For variety of passenger and freight traction, there can be few places in the South of England to match Westbury, a small and unremarkable Wiltshire town best known for its White Horse, carved into the chalk hillside overlooking the town.
Westbury stands 109 miles from London Paddington and is a major junction on the Berks & Hants route via Newbury to the South West, being the point where it crosses the busy Bristol to Portsmouth line, while other services run from here to Swindon via Melksham.
Add the regular stone traffic originating at the nearby Merehead and Whatley quarries, and you are in for pretty much non-stop action on an average weekday, with the three hours I spent there on Friday (17 August) producing no less than five different classes of passenger unit and three different classes of freight loco.
The large station lay-out comprises two island platforms, with three platform faces still in use, after track through the original platform 1 – the down Salisbury line – was removed in 1985. All three platforms are now bi-directional and there are also up and down freight loops either side of the station.
GWR main line services seem to be still formed of HSTs, with no evidence yet of the new Hitachi trains Class 800 series units, apart from a notice to drivers at the southern end of platform 1 regarding use of selective door opening.
Local services seem increasingly handled by Class 165/6 units, recently displaced following electrification from the Thames Valley, with appearances also by Class 150, 153 and 158/9 units, the latter being operated by both GWR and SWR.
Freight services also see some variety and a welcome break from the endless diet of Class 66 units that seem to operate pretty much every freight train I encounter around the country. At Westbury this variety comes from the earlier General Motors Class 59 locos, as well as the elusive Class 70s, with three Colas-liveried members of this class in evidence on Friday.
Pictured here on 17 August is pioneer 59001 Yeoman Endeavour leaving the up freight loop with a working from Merehead Quarry to Wootton Bassett.
158955 approaches Westbury North Junction with a Great Malvern – Brighton service as 153333/325 stand in the siding behind before returning to the station.
While the locos and freight trains are stabled in yards on both sides of the line to the south of the station, the best vantage point for seeing action here is from a road bridge to the north of the station.This gives you a panoramic view of the station in one direction and a view of North Junction in the opposite direction, where the route to Trowbridge diverges left from the main route to Newbury and Paddington.
66147 is diverted through platform 1 while the down relief line is blocked, working empty stone hoppers from Oxford Banbury Road Sidings to Whatley Quarry as 166206 approaches platform 2 with a service from Gloucester to Frome.
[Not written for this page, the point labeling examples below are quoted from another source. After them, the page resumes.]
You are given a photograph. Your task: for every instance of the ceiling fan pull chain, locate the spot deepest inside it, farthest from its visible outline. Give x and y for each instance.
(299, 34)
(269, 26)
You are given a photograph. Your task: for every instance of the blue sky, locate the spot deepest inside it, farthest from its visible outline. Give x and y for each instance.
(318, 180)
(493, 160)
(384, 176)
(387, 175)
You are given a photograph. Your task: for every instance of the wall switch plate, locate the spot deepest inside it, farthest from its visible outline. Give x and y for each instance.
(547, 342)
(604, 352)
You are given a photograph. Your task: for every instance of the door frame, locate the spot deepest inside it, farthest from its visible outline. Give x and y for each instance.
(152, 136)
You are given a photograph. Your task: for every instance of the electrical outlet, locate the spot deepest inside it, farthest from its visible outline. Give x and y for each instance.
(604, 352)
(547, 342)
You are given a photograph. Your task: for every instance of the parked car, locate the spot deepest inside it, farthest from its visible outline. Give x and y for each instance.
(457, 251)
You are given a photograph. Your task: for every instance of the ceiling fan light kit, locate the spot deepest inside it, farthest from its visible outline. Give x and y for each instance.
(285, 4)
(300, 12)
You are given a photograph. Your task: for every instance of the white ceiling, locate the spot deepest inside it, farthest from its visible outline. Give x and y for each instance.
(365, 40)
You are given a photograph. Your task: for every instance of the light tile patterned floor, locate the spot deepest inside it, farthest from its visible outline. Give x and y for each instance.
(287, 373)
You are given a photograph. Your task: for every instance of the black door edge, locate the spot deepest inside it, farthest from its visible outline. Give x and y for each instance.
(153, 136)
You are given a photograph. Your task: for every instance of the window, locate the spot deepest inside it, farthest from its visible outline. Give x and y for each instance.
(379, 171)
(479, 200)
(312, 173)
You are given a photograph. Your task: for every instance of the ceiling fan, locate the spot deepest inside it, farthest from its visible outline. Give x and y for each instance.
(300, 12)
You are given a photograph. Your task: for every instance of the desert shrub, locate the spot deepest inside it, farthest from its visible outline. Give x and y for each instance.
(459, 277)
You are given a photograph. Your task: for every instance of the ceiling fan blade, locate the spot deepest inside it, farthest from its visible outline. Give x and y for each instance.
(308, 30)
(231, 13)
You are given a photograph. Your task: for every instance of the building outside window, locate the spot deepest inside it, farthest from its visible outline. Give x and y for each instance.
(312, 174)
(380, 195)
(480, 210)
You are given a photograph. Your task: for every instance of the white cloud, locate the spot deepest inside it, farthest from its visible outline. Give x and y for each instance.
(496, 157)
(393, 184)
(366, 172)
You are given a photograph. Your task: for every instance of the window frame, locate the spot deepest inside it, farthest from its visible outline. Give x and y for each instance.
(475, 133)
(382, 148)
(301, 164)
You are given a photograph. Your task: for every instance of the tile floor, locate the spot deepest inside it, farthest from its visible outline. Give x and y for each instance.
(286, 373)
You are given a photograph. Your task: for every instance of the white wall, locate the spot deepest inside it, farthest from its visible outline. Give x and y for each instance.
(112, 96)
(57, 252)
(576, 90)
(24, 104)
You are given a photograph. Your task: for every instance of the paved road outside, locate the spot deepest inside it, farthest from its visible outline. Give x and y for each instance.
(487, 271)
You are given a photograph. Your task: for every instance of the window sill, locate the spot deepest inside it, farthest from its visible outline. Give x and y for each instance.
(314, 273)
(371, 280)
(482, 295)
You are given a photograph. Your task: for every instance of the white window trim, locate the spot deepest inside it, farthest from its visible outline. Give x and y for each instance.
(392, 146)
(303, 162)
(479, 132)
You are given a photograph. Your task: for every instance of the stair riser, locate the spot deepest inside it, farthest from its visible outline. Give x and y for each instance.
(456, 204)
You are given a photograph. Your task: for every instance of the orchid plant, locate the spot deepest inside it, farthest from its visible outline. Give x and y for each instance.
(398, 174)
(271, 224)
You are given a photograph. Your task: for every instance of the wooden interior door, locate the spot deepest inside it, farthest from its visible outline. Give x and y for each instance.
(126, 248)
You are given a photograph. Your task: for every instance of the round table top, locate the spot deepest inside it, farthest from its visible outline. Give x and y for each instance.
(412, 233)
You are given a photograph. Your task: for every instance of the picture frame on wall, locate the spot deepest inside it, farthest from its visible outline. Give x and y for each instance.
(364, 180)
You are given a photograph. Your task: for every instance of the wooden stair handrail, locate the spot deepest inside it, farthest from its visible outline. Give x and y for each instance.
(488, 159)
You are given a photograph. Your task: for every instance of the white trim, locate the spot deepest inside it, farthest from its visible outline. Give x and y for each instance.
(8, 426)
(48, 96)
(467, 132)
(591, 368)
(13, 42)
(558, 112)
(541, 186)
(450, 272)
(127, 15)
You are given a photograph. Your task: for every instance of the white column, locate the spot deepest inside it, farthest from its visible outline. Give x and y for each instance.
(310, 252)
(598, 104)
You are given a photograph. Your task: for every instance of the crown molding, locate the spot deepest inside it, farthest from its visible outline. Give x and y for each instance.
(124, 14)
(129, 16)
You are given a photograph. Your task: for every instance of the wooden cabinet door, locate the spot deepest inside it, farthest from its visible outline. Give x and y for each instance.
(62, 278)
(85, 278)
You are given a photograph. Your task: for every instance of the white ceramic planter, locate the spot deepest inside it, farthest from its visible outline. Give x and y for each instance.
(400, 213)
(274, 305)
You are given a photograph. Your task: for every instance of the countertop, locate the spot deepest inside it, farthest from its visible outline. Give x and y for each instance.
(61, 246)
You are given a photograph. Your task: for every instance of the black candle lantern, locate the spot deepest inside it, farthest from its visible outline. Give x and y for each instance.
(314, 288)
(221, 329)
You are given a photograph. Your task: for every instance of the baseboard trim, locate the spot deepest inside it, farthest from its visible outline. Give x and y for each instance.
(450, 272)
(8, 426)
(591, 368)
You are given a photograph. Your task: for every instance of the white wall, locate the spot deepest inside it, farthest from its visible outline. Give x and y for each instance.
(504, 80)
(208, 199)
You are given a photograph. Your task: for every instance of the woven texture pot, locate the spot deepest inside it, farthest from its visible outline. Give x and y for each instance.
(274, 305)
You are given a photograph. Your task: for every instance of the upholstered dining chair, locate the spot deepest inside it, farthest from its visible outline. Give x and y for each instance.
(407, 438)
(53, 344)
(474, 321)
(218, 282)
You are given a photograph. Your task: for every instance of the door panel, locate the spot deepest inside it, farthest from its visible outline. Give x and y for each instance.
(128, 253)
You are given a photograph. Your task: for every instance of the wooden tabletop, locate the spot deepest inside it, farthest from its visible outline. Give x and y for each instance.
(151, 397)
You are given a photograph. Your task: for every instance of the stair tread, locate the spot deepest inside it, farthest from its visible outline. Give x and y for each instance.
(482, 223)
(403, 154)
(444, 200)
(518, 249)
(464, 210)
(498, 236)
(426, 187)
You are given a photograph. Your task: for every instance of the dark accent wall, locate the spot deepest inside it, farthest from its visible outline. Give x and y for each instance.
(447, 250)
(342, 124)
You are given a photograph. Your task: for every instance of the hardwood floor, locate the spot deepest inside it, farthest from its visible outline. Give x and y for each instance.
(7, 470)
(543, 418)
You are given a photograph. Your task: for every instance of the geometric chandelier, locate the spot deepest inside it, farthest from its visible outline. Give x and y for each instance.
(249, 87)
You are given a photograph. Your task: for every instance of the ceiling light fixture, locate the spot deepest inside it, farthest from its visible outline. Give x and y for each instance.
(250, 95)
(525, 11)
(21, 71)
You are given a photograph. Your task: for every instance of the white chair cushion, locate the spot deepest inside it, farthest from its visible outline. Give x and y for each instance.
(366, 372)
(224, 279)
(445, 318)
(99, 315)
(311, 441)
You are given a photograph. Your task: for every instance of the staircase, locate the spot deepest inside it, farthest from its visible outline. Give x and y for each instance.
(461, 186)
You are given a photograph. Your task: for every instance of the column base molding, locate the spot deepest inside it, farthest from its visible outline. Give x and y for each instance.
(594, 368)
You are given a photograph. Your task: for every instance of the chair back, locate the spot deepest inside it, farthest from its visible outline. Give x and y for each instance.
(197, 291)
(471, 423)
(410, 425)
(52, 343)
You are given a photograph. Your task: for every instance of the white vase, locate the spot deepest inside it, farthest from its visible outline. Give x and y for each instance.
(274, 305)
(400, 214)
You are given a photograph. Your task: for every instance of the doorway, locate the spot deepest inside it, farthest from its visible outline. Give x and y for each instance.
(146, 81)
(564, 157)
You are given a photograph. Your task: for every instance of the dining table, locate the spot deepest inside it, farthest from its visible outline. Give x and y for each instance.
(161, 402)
What you are missing from this spot is any fast trains using the 1933-built avoiding line, which is taken by many services to and from the South West, and occasional freight trains using the East Loop, a curve from the Newbury direction towards Trowbridge that can be seen in the distance.
Pictured below 165119 waits to depart platform 3 with the 12.20 to Swindon as 59001 Yeoman Endeavour waits in the up relief line, while 153325 and 153333 stand in the sidings awaiting their next turn of duty.